Frédéric Lauze, directeur départemental de la sécurité publique du Val-d'Oise, refuse la langue de bois. « Les conventions sont bien écrites mais marchent mal car elles manquent d'un caractère opérationnel notamment en cas de crise. Je mets en cause le rôle de l'ARS. En cas de conflit, il est difficile d'avoir un interlocuteur », a-t-il déclaré sous des applaudissements. 

En première ligne

L'insécurité à l'hôpital reste hélas d'actualité. Selon Vincent Terrenoir, délégué pour la sécurité générale à la DGOS (ministère), chargé de l'observatoire national des violences en milieu de santé (ONVS), la menace terroriste reste particulièrement élevée.

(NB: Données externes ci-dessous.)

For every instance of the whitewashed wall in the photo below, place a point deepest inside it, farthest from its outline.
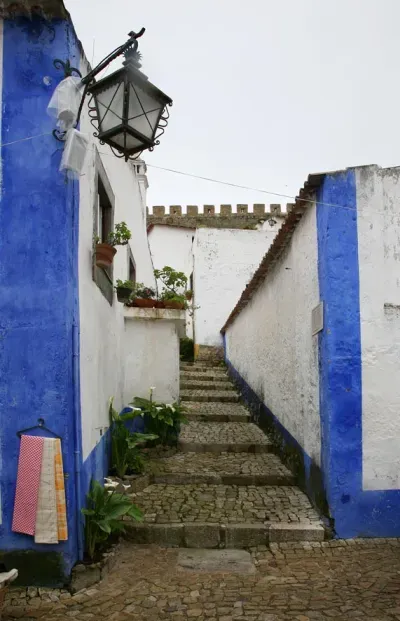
(151, 355)
(270, 342)
(173, 246)
(101, 325)
(224, 261)
(378, 227)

Concernant les atteintes aux personnes et aux biens, 17 596 signalements ont été déclarés en 2016 par 360 établissements sanitaires et médico-sociaux (contre 15 990 en 2015). Et sur les quelque 14 500 atteintes aux personnes, la moitié sont des violences volontaires et menaces avec arme... Quant aux atteintes aux biens, elles concernent surtout des vols sans effraction et dégradations légères (89%). La psychiatrie (20 % des signalements), les urgences (13 %) et les unités de soins longue durée/EHPAD (11 %) sont les trois services hospitaliers les plus exposés. 

Plus de 22 641 victimes ont été répertoriées cette année dont 84 % sont des professionnels de santé (8 % de médecins, 47 % d'infirmiers). Le personnel hospitalier est souvent en première ligne : « 57 % des atteintes aux personnes sont gérées par le personnel de l'hôpital avant le service de sécurité et la police », précise Vincent Terrenoir.